Member of the National Assembly for Chingola
- In office 11 August 2016 – 11 August 2021
- President: Edgar Lungu
- Preceded by: Joseph Katema
- Succeeded by: Chipoka Mulenga

Minister of Energy
- In office 14 February 2018 – 14 May 2021
- President: Edgar Lungu
- Preceded by: David Mabumba
- Succeeded by: Peter Kapala

Minister of Works and Supply
- In office 31 October 2016 – 14 February 2018
- President: Edgar Lungu
- Preceded by: Ronald Chitotela
- Succeeded by: Felix Mutati

Personal details
- Born: January 29, 1954 (age 71) Zambia
- Party: Patriotic Front
- Education: B.A. in Project Management; Automotive mechanic training
- Profession: Engineer · Politician

= Mathew Nkhuwa =

Zambian engineer, politician and former Cabinet minister

Mathew Nkhuwa (born 29 January 1954) is a Zambian engineer and politician. A member of the Patriotic Front, he represented Chingola Constituency in the National Assembly of Zambia from 2016 to 2021. He served as Minister of Works and Supply (2016–2018) and later as Minister of Energy (2018–2021).

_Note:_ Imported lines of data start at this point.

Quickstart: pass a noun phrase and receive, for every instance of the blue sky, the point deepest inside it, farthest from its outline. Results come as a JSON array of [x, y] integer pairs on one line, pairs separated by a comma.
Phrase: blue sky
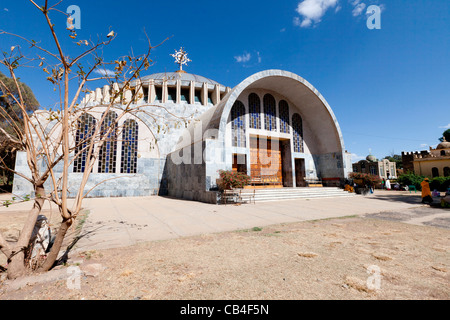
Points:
[[389, 88]]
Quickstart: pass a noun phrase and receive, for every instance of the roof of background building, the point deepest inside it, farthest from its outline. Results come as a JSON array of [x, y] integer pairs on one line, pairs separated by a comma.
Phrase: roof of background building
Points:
[[183, 76]]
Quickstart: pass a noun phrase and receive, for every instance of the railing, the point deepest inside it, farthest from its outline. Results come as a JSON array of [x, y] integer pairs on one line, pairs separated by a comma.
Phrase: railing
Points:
[[235, 196], [265, 180]]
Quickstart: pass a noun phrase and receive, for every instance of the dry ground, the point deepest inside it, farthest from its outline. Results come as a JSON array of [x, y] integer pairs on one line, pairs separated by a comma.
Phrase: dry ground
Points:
[[326, 259]]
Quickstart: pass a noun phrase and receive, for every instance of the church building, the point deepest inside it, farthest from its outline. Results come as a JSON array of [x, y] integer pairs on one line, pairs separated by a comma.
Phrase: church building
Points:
[[274, 126]]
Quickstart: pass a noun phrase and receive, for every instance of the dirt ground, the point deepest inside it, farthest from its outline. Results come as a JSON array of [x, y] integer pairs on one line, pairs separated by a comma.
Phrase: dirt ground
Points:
[[326, 259]]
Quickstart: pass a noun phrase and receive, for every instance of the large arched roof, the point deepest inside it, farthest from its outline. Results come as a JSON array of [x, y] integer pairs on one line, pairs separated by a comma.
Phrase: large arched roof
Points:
[[315, 109]]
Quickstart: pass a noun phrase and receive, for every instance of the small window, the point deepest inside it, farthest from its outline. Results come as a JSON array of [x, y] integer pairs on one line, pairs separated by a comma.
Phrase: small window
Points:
[[210, 97], [172, 94], [435, 172], [446, 172], [184, 95], [198, 96], [145, 93], [158, 92]]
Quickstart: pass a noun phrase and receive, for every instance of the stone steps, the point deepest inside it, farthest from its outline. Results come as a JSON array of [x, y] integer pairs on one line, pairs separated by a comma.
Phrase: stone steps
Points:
[[263, 195]]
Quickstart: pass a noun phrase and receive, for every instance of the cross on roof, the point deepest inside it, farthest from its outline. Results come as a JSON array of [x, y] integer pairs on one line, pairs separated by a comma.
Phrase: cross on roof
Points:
[[181, 58]]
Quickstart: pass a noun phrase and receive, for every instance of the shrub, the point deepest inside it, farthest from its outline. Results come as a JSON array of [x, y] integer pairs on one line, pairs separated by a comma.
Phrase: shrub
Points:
[[411, 179], [438, 183], [232, 180]]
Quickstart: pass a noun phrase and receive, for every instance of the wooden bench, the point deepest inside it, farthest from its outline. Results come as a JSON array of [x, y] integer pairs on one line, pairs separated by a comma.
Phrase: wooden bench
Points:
[[231, 196], [314, 183], [237, 197]]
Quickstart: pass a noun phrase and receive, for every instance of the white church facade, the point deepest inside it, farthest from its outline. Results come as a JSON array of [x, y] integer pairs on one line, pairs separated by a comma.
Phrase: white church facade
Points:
[[274, 126]]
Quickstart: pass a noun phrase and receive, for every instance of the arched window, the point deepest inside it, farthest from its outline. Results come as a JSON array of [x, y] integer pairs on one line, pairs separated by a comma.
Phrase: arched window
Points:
[[446, 172], [284, 117], [238, 124], [270, 115], [85, 130], [129, 147], [107, 155], [297, 127], [254, 106], [435, 172]]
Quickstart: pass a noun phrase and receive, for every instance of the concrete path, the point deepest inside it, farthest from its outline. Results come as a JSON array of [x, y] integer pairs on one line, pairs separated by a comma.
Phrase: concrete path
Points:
[[119, 222]]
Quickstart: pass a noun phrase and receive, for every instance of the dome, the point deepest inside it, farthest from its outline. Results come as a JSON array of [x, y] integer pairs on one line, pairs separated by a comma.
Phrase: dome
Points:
[[443, 145], [183, 76]]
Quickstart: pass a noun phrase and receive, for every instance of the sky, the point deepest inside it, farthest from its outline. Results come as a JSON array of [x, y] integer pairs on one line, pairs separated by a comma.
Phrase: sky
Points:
[[389, 87]]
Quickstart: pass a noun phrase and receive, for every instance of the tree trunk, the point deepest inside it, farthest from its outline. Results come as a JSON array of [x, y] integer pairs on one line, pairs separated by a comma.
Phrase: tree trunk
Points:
[[16, 263], [53, 255]]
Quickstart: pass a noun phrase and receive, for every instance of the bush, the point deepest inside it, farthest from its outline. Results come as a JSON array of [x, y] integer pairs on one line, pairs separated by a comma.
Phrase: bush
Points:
[[410, 179], [368, 179], [440, 184], [232, 180]]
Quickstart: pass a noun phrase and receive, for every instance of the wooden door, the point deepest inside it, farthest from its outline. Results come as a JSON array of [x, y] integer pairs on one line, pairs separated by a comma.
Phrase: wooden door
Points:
[[266, 161]]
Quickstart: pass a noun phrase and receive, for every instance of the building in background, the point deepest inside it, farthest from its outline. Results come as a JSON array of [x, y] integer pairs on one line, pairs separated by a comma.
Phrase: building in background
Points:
[[385, 169], [432, 163], [274, 126]]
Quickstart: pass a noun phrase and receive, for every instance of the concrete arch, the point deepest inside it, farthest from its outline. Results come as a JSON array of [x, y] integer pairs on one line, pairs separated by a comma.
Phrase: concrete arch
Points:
[[316, 110]]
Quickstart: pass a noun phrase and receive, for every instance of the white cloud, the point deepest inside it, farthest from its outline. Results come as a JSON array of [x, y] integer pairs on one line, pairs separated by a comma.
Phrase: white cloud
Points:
[[356, 158], [359, 9], [313, 11], [105, 72], [243, 58]]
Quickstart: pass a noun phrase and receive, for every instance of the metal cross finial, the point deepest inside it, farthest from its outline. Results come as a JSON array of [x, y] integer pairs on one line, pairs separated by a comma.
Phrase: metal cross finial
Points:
[[181, 58]]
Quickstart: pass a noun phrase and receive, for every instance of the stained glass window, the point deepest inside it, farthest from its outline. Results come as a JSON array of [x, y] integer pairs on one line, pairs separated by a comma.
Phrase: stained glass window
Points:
[[85, 130], [254, 104], [297, 127], [270, 113], [129, 147], [107, 155], [238, 125], [284, 117]]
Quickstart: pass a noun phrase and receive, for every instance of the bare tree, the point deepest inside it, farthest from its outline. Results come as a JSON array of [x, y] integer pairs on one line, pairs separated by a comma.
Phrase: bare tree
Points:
[[49, 138]]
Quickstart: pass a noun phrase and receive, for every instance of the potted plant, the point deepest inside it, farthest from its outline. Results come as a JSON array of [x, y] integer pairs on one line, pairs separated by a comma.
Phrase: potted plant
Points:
[[232, 180], [364, 182]]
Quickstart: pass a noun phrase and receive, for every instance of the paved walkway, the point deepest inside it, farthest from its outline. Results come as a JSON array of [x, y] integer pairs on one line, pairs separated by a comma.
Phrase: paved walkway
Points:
[[121, 222]]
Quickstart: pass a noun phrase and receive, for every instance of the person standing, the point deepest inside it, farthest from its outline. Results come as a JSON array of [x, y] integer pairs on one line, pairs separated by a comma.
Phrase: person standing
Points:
[[388, 185], [426, 191]]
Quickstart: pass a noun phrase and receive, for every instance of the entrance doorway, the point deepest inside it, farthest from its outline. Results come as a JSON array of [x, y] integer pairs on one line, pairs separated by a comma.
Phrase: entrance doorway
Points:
[[266, 162], [300, 173], [240, 163]]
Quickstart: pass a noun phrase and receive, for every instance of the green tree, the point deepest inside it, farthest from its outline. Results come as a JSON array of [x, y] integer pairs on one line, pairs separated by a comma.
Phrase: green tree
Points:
[[397, 159], [10, 122]]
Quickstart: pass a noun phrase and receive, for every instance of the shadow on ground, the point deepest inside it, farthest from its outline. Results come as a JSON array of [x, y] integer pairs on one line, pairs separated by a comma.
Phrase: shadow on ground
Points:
[[413, 199]]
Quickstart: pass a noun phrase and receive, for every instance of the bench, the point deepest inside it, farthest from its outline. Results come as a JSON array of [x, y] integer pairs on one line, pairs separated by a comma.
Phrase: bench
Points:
[[235, 196], [314, 183]]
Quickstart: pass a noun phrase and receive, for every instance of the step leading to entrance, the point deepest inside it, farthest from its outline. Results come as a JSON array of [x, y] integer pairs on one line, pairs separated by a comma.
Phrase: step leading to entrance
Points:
[[263, 195]]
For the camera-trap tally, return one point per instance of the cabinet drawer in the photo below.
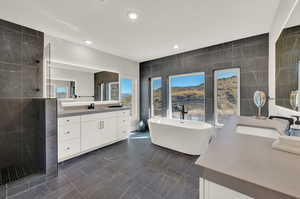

== Early life and education ==
Nkhuwa trained initially as an automotive mechanic and later earned a Bachelor of Arts in Project Management. He worked as an engineer before entering politics.

== Political and ministerial career ==
He was elected to Parliament on 11 August 2016 in Chingola constituency as the Patriotic Front candidate. Nkhuwa was appointed Minister of Works and Supply on 31 October 2016 by President Edgar Lungu.

On 14 February 2018, he was transferred to being the Minister of Energy, succeeding David Mabumba. He remained in that role until May 2021.

During his ministerial tenure, he oversaw energy projects and encouraged the use of the Presidential Empowerment Initiative Fund to support marketeers in Chingola constituency, stating that the program was non‑discriminatory. He also supported infrastructure development, including police housing and road projects delivered by Chinese contractors.

== Controversies ==
In 2019, opposition leader Chishimba Kambwili called for Nkhuwa’s resignation over severe load shedding in Zambia, criticizing his handling of the energy sector.